Department of Information Engineering (DINFO), University of Firenze, Via di Santa Marta 3, 50139 Firenze, Italy.
National Research Council-Institute of Biometeorology (CNR-IBIMET), Via Caproni 8, 50145 Firenze, Italy.
Sensors (Basel). 2018 Aug 28;18(9):2843. doi: 10.3390/s18092843.
A low-cost air quality station has been developed for real-time monitoring of main atmospheric pollutants. Sensors for CO, CO₂, NO₂, O₃, VOC, PM and PM were integrated on an Arduino Shield compatible board. As concerns PM and PM sensors, the station underwent a laboratory calibration and later a field validation. Laboratory calibration has been carried out at the headquarters of CNR-IBIMET in Florence (Italy) against a TSI DustTrak reference instrument. A MATLAB procedure, implementing advanced mathematical techniques to detect possible complex non-linear relationships between sensor signals and reference data, has been developed and implemented to accomplish the laboratory calibration. Field validation has been performed across a full "heating season" (1 November 2016 to 15 April 2017) by co-locating the station at a road site in Florence where an official fixed air quality station was in operation. Both calibration and validation processes returned fine scores, in most cases better than those achieved for similar systems in the literature. During field validation, in particular, for PM and PM mean biases of 0.036 and 0.598 µg/m³, RMSE of 4.056 and 6.084 µg/m³, and R² of 0.909 and 0.957 were achieved, respectively.
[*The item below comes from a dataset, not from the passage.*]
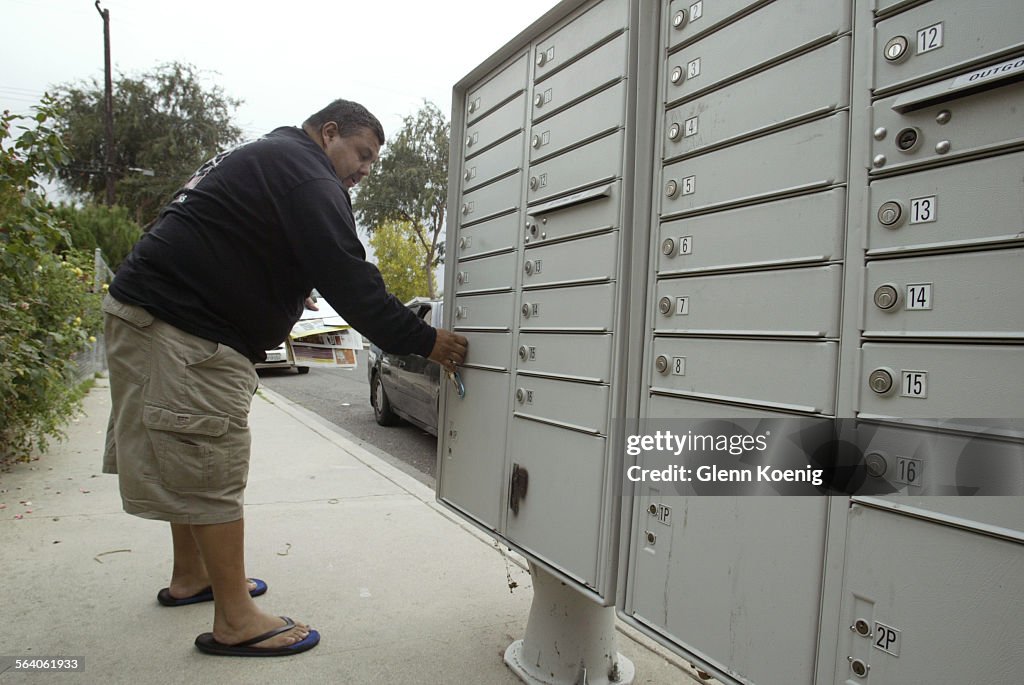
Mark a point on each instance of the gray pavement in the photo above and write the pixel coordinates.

Robustness of the developed station, seamless deployed through a five and a half month outdoor campaign without registering sensor failures or drifts, is a further key point.
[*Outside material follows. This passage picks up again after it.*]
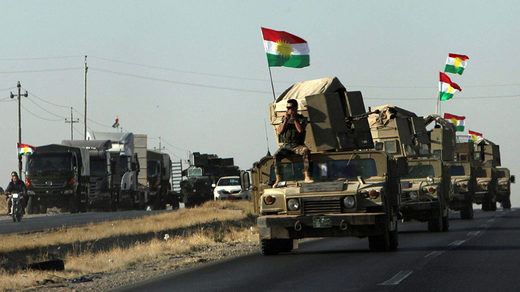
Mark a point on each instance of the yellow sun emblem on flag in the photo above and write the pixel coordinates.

已开发出一种低成本空气质量监测站,用于实时监测主要大气污染物。CO、CO₂、NO₂、O₃、VOC、PM 和 PM 传感器集成在一个与 Arduino Shield 兼容的电路板上。就 PM 和 PM 传感器而言,该站经过了实验室校准和随后的现场验证。实验室校准在意大利佛罗伦萨的 CNR-IBIMET 总部进行,使用 TSI DustTrak 参考仪器进行。开发并实施了一个 MATLAB 程序,该程序采用先进的数学技术来检测传感器信号与参考数据之间可能存在的复杂非线性关系,以完成实验室校准。现场验证在整个“供暖季”(2016 年 11 月 1 日至 2017 年 4 月 15 日)进行,将该站与佛罗伦萨的一个道路站点并置,该站点设有一个官方固定空气质量监测站在运行。在大多数情况下,校准和验证过程的得分都很好,优于文献中类似系统的得分。特别是在现场验证期间,对于 PM 和 PM 的平均偏差分别为 0.036 和 0.598 µg/m³,RMSE 分别为 4.056 和 6.084 µg/m³,R² 分别为 0.909 和 0.957。该开发的监测站的稳健性是另一个关键点,该监测站在长达五个半月的户外测试中无缝部署,没有记录到传感器故障或漂移。